- How many hours can be considered healthy for a child or teenager to play on a computer, Xbox, cell phone, etc.?
- We've agreed on a 3-hour daily screen time limit at home, but my son doesn't respect it because he doesn't think it's enough. He gets angry and won't stop. What should we do? Should we take it away by force?
- If students have to use screens at home for academic purposes, how can we "control" that they don't misuse them when doing schoolwork without their parents being present?
- How can we make teenagers understand the consequences of overexposure to screens?
- Is it okay for a child under 2 years old to already be interacting with screens?
- At what age can we introduce screens and in what way?
- My 6-year-old son has just started playing Nintendo and keeps asking for my phone to play games or watch YouTube. He does several extracurricular activities, goes to the hiking club, and plays with his friends the rest of the time, but at home he just wants to look at screens. Should I set a time limit?
- How do you manage a child who won't put their phone down when they have to study, neglecting their studies and responsibilities at home?
- When they're little, we set limits; you can even just take away their technology. But at certain ages, you set time limits, and there are days when it's harder to get them to listen because they seem to be frustrated with the world. Then you can't take away their technology so easily. What do we do?
- I would like an alternative to blackmail or the punishment of taking away the console if he doesn't do his homework first.
- How can we manage our children's privacy by monitoring or not monitoring the content of their conversations?
- How can we explain to our children what things are private and what things are so private that they shouldn't be shared even in private?
- How can I teach her responsible screen use if she sees me constantly using them for remote work?
- Can addiction manifest as a pure obsession? That is, without any outwardly visible compulsion, only as ruminative thought?
- I think my daughter uses her mobile phone excessively, how can I tell if she has a mobile phone addiction?

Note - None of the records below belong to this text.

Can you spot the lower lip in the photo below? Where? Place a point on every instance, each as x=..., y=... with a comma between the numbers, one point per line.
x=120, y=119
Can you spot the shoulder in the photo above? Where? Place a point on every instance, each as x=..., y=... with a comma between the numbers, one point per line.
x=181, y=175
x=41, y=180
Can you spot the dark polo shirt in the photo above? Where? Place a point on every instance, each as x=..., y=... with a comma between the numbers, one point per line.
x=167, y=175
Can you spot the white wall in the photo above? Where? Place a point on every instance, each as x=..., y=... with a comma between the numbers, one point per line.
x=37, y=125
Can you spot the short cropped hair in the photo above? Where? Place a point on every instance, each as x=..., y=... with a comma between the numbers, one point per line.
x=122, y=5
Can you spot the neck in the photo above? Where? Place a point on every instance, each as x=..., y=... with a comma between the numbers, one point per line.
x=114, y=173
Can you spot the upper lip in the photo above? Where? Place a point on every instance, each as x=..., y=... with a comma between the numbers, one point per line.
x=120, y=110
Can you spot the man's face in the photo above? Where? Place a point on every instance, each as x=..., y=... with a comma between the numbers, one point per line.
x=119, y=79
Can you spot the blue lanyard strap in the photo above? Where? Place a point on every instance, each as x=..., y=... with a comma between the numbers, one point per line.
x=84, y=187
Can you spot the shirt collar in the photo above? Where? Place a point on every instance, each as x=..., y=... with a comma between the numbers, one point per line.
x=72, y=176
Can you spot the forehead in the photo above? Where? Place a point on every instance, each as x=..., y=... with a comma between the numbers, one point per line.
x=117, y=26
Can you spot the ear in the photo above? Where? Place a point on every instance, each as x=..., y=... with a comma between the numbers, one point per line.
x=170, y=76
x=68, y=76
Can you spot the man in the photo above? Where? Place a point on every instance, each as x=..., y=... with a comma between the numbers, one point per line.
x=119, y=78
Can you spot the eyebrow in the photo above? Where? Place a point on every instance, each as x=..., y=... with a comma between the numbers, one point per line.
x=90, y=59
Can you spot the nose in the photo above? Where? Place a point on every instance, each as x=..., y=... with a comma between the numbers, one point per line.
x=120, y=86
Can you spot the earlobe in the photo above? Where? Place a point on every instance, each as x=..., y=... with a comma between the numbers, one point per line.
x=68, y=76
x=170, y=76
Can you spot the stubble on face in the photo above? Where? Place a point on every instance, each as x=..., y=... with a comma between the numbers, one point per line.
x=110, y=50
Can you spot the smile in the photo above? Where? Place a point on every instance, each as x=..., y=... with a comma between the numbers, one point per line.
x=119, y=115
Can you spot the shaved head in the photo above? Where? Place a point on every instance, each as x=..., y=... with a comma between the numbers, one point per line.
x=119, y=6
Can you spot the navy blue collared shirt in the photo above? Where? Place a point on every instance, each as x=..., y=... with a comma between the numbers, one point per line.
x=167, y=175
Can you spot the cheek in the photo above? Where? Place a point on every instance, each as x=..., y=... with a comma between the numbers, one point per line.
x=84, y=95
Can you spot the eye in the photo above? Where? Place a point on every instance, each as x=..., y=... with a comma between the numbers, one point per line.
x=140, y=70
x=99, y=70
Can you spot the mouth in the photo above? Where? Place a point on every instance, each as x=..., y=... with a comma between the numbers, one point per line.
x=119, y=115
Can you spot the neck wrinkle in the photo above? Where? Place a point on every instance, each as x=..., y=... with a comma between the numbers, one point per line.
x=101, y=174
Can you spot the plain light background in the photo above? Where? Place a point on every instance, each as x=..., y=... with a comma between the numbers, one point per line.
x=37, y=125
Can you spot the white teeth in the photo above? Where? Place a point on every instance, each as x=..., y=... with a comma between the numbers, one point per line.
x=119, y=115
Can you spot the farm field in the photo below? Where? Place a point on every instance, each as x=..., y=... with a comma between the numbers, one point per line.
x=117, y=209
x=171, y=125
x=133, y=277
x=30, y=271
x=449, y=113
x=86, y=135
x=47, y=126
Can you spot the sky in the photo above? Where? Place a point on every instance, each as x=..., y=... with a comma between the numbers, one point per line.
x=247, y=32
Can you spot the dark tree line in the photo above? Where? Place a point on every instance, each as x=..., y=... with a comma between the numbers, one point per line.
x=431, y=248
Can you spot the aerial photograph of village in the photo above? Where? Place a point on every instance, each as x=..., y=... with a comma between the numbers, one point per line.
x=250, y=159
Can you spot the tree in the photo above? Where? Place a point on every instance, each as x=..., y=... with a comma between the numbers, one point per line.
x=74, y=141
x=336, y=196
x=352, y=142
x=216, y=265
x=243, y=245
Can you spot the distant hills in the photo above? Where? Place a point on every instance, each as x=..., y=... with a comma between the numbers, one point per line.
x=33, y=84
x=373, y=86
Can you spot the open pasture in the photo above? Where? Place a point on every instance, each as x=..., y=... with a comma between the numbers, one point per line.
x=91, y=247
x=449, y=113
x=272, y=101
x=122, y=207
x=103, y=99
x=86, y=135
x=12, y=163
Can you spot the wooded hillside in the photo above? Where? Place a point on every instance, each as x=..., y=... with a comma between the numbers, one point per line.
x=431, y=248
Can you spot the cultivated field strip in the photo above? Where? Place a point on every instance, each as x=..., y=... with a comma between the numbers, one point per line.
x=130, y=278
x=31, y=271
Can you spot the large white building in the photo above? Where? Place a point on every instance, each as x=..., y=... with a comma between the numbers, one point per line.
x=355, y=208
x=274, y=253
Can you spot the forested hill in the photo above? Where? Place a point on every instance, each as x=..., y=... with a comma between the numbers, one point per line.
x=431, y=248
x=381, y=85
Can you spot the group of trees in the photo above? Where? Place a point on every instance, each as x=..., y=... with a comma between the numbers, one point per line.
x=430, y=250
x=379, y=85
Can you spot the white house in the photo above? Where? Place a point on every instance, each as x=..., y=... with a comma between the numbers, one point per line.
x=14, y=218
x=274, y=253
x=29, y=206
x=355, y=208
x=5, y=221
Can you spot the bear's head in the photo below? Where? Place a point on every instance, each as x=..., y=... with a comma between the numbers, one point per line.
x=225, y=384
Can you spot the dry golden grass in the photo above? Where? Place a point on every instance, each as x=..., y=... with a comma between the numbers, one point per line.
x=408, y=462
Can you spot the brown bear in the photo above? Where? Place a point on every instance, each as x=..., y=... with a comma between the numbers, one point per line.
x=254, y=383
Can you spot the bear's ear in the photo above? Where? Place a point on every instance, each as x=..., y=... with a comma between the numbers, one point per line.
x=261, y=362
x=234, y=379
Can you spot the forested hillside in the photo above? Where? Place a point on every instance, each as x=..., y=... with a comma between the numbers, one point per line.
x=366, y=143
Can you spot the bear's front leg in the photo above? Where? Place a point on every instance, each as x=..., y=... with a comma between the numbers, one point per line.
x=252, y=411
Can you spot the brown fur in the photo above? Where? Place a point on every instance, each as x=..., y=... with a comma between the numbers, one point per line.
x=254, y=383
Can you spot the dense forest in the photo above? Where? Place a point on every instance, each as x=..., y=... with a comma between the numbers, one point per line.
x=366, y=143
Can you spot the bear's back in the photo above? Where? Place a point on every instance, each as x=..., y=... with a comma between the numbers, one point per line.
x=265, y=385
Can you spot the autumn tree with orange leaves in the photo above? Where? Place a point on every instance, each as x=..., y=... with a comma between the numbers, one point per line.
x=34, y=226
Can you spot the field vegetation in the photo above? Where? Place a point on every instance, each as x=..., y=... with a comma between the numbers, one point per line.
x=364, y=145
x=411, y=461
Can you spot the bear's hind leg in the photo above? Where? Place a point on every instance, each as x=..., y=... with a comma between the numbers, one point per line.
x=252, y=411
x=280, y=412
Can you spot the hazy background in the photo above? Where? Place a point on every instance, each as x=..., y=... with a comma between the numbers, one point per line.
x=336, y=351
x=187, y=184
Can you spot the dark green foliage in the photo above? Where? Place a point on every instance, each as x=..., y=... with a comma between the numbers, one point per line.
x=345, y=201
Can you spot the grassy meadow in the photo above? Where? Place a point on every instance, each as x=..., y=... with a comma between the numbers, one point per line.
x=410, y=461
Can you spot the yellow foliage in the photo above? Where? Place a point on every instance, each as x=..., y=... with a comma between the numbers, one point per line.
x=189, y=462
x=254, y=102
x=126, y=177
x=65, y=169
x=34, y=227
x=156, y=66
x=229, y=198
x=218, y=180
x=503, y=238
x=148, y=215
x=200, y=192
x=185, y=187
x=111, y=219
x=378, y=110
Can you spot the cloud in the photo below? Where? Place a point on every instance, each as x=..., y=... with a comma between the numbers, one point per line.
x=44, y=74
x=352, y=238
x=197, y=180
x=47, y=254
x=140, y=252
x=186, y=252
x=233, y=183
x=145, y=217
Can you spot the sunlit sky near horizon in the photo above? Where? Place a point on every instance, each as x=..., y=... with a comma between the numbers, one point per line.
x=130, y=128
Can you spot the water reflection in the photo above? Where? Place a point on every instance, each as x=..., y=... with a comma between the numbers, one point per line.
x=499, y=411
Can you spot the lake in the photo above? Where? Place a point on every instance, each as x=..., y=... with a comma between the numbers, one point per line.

- When a child under 14 may have a possible screen addiction, is one of the first symptoms aggression? Is it normal for them to notice that there are states that create anxiety and that they cannot control this aggression and impulsivity?

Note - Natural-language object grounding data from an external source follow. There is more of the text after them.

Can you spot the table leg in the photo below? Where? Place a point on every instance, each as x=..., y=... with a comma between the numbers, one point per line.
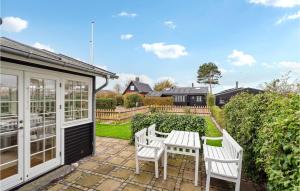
x=165, y=163
x=196, y=166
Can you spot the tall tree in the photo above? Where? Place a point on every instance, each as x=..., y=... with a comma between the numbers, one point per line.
x=208, y=73
x=163, y=84
x=117, y=88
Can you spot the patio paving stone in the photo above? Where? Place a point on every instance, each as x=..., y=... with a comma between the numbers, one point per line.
x=122, y=173
x=88, y=180
x=113, y=168
x=131, y=187
x=143, y=178
x=104, y=169
x=117, y=160
x=88, y=165
x=109, y=185
x=168, y=184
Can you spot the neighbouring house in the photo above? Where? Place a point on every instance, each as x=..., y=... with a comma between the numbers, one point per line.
x=184, y=96
x=224, y=96
x=47, y=116
x=136, y=86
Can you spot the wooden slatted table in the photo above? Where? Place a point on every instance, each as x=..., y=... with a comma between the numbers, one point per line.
x=184, y=143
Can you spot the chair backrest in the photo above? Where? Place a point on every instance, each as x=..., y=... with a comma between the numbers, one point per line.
x=140, y=137
x=151, y=130
x=231, y=146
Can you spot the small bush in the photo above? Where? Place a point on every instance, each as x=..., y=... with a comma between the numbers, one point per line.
x=168, y=122
x=211, y=100
x=158, y=101
x=133, y=100
x=267, y=127
x=106, y=103
x=119, y=99
x=218, y=114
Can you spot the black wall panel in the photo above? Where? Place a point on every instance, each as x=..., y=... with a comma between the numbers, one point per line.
x=78, y=142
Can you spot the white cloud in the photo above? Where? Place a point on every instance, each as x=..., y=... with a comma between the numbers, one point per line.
x=126, y=36
x=166, y=51
x=277, y=3
x=127, y=14
x=124, y=77
x=43, y=46
x=291, y=66
x=13, y=24
x=288, y=17
x=170, y=24
x=239, y=58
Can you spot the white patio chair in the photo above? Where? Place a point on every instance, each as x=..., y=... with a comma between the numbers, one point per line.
x=152, y=134
x=146, y=152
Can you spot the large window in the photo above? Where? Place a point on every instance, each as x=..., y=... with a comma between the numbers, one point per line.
x=179, y=98
x=76, y=100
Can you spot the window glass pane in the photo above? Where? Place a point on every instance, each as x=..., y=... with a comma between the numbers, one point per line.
x=50, y=154
x=50, y=143
x=37, y=146
x=8, y=88
x=50, y=130
x=9, y=155
x=36, y=133
x=37, y=159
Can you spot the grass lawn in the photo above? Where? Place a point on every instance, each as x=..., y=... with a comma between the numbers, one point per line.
x=123, y=131
x=212, y=131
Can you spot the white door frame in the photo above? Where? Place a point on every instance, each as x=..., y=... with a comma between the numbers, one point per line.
x=53, y=163
x=17, y=178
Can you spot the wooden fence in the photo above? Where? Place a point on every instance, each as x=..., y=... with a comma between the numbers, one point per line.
x=113, y=115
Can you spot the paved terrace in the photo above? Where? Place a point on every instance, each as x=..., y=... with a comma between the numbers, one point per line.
x=113, y=168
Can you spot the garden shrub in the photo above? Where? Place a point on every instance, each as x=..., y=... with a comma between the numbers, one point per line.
x=168, y=122
x=158, y=100
x=119, y=100
x=106, y=103
x=133, y=100
x=218, y=114
x=278, y=144
x=267, y=127
x=211, y=100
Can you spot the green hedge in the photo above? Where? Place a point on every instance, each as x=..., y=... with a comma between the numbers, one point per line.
x=168, y=122
x=211, y=100
x=158, y=101
x=218, y=114
x=106, y=103
x=133, y=100
x=267, y=127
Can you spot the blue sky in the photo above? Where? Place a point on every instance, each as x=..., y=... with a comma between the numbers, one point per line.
x=251, y=41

- What guidelines can we follow to help a 19-year-old stop being addicted?
- When there is an addiction, what should be done to wean the person off screens?

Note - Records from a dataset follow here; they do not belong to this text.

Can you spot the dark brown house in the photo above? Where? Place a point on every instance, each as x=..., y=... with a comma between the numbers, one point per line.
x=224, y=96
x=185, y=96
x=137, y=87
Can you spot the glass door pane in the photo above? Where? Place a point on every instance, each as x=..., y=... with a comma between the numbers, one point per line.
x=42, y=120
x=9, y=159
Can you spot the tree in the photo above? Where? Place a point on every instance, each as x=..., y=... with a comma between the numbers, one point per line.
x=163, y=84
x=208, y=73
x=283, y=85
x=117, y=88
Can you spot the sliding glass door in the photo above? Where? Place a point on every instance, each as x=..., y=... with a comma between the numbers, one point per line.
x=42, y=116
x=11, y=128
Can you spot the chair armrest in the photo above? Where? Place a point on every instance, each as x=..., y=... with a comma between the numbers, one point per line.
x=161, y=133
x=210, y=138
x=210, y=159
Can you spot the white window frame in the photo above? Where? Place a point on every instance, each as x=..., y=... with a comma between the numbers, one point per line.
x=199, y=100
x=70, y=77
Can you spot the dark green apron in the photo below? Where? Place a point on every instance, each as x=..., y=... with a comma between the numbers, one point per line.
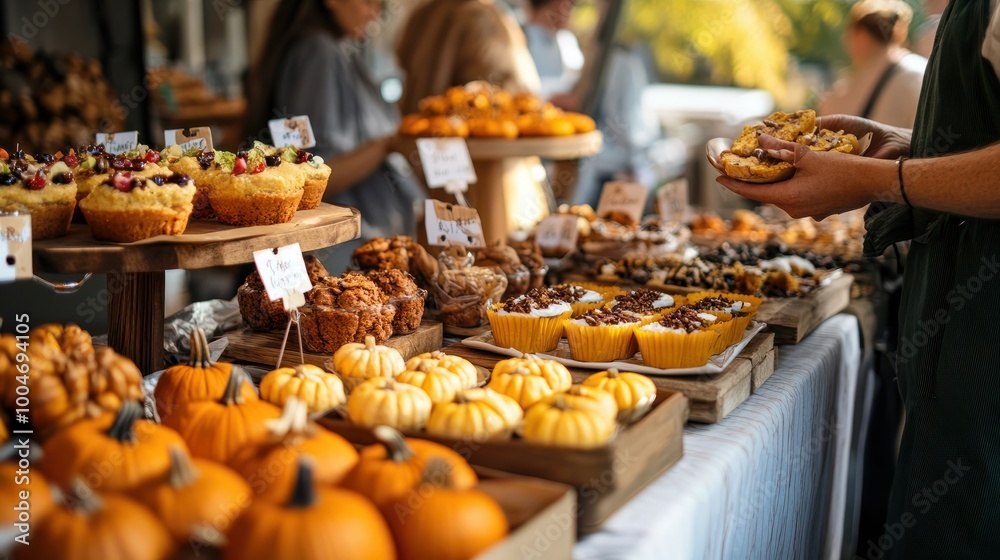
x=946, y=494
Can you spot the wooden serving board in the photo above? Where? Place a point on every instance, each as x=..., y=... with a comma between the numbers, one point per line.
x=262, y=347
x=711, y=397
x=605, y=477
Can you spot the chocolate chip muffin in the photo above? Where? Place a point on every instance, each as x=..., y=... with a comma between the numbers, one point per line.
x=404, y=294
x=345, y=309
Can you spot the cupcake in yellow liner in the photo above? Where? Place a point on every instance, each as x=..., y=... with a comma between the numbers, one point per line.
x=579, y=298
x=530, y=323
x=740, y=312
x=602, y=335
x=644, y=304
x=684, y=338
x=752, y=302
x=127, y=208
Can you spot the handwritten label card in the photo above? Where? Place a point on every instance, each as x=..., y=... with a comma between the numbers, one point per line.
x=284, y=274
x=199, y=137
x=15, y=247
x=557, y=233
x=450, y=224
x=446, y=163
x=118, y=142
x=295, y=131
x=620, y=198
x=672, y=200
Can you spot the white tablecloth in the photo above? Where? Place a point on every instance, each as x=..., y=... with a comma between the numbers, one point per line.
x=769, y=481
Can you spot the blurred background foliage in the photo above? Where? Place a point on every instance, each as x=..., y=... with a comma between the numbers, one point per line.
x=791, y=48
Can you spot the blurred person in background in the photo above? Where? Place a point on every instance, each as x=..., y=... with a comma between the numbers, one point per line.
x=449, y=43
x=923, y=36
x=553, y=47
x=312, y=66
x=883, y=82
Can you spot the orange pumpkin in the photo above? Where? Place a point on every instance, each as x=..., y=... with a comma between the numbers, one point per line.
x=217, y=430
x=316, y=523
x=39, y=498
x=196, y=499
x=113, y=453
x=391, y=469
x=199, y=379
x=442, y=522
x=269, y=467
x=109, y=527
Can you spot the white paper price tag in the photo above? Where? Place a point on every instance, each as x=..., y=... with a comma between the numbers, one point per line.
x=671, y=202
x=557, y=232
x=199, y=137
x=283, y=272
x=446, y=163
x=296, y=132
x=15, y=247
x=450, y=224
x=621, y=199
x=118, y=142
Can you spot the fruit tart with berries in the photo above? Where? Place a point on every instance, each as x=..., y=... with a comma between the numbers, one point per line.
x=40, y=186
x=128, y=207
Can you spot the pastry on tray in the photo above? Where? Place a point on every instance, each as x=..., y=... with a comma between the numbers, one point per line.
x=345, y=309
x=602, y=335
x=747, y=161
x=404, y=295
x=530, y=323
x=257, y=309
x=130, y=207
x=683, y=338
x=246, y=189
x=41, y=187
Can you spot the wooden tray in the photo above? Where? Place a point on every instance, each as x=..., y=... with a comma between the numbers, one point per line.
x=605, y=478
x=263, y=347
x=712, y=397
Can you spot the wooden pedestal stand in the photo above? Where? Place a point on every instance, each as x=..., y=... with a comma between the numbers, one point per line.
x=495, y=160
x=135, y=299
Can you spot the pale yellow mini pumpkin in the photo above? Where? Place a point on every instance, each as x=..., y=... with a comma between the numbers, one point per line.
x=368, y=360
x=459, y=366
x=589, y=398
x=440, y=384
x=476, y=414
x=634, y=393
x=555, y=374
x=318, y=389
x=381, y=400
x=563, y=424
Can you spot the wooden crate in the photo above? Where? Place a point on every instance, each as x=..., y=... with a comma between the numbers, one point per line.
x=262, y=347
x=711, y=397
x=605, y=477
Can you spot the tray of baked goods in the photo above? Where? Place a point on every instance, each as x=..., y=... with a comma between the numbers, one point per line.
x=380, y=306
x=608, y=436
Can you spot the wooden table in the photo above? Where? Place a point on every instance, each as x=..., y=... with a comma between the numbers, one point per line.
x=135, y=304
x=495, y=161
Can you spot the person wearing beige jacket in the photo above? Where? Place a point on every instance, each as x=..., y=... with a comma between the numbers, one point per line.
x=449, y=43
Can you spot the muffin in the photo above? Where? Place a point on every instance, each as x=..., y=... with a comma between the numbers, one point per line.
x=345, y=309
x=316, y=174
x=127, y=208
x=683, y=338
x=245, y=189
x=644, y=304
x=190, y=163
x=36, y=186
x=602, y=335
x=530, y=323
x=580, y=299
x=404, y=295
x=257, y=309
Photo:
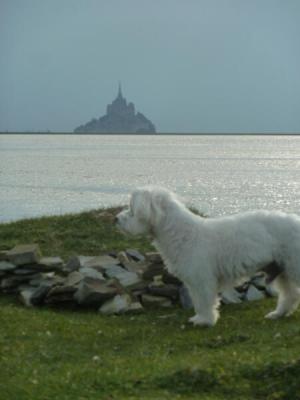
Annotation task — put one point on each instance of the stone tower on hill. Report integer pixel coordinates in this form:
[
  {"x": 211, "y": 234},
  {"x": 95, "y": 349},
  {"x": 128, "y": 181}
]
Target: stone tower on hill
[{"x": 120, "y": 117}]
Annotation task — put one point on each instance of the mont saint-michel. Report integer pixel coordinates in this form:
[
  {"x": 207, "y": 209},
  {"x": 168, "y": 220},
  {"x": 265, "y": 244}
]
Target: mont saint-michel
[{"x": 120, "y": 117}]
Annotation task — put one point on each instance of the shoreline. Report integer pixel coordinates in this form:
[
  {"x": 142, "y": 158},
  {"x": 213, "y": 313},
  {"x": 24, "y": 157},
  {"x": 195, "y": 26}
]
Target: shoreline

If students have to use screens at home for academic purposes, how can we "control" that they don't misuse them when doing schoolwork without their parents being present?
The truth is, there's no foolproof way to "control" them and prevent them from doing what we don't want them to do, especially when we're not around. But this isn't just a problem with screens, is it? I mean, there are some parental control apps and devices to reduce this risk, but they're not infallible. A good approach is to act as we have in the past (for example, when they first start going out alone): we need to make sure they understand the risks, that they have the tools to manage them, and once that's done, we can start with trial and error. If the trial goes well, we give them a little more autonomy; if not, we take a step back and review what didn't work, without blaming them for the mistake.
Specifically, it is often helpful to reduce the risk of doing other activities while doing homework (leaving the mobile phone somewhere else, not having the television on, etc.), set a time to do homework and then leave time to use screens for leisure, supervise or accompany these moments and talk with our sons and daughters so that together we can see what works and what doesn't.